SQL Patterns for FAANG Data Science Interviews

Image by Author

#Introduction

The technical screening for data science roles in FAANG companies is very thorough. However, even they can’t come up with an endless stream of unique interview questions. Once you’ve gone through the grind enough times, you start to notice that some SQL patterns keep showing up.

Here are the top 5, with examples and code (PostgreSQL) for practice.

Image by Author | Napkin AI

Master these and you’ll be ready for most SQL interviews.

#Pattern #1: Aggregating Data with GROUP BY

Using aggregate functions with GROUP BY allows you to aggregate metrics across categories.

This pattern is often combined with data filtering, which means using one of the two clauses:

WHERE: Filters data before the aggregation.
HAVING: Filters data after the aggregation.
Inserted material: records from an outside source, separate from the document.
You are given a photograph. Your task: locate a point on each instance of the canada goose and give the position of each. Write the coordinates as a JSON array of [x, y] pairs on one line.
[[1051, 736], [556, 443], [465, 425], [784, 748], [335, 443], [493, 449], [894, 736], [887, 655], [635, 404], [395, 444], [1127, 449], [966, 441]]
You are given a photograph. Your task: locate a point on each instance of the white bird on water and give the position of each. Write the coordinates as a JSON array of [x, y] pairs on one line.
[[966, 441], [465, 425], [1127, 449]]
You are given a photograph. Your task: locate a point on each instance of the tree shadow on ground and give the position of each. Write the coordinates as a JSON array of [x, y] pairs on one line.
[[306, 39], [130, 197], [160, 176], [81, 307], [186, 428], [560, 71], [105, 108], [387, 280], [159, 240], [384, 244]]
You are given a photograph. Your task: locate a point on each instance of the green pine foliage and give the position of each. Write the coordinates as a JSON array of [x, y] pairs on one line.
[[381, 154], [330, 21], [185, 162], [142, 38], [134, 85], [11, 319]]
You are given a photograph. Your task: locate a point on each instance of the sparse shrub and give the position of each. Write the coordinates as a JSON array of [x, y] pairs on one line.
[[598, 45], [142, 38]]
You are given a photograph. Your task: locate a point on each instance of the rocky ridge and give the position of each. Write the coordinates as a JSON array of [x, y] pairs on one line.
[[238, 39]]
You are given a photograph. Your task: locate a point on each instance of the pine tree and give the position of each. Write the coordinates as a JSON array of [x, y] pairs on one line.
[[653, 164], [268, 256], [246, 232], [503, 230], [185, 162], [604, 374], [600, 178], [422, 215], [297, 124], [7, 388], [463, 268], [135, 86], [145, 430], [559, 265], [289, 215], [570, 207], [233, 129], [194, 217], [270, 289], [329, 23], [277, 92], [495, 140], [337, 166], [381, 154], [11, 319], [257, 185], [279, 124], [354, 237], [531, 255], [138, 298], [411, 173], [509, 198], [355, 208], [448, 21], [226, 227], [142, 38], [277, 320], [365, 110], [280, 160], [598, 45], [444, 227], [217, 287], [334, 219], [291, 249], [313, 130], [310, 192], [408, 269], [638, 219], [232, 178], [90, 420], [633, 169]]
Example: This Meta interview question asks you to find the total number of comments made 30 or fewer days before 2020-02-10 per user. Users with no comments should be excluded from the output.

We use the SUM() function with a GROUP BY clause to sum the number of comments per user. Outputting the comments only within the specified period is achieved by filtering the data before aggregation, i.e., using WHERE. There’s no need to calculate which date is “30 days before 2020-02-10”; we simply subtract 30 days from that date using the INTERVAL date function.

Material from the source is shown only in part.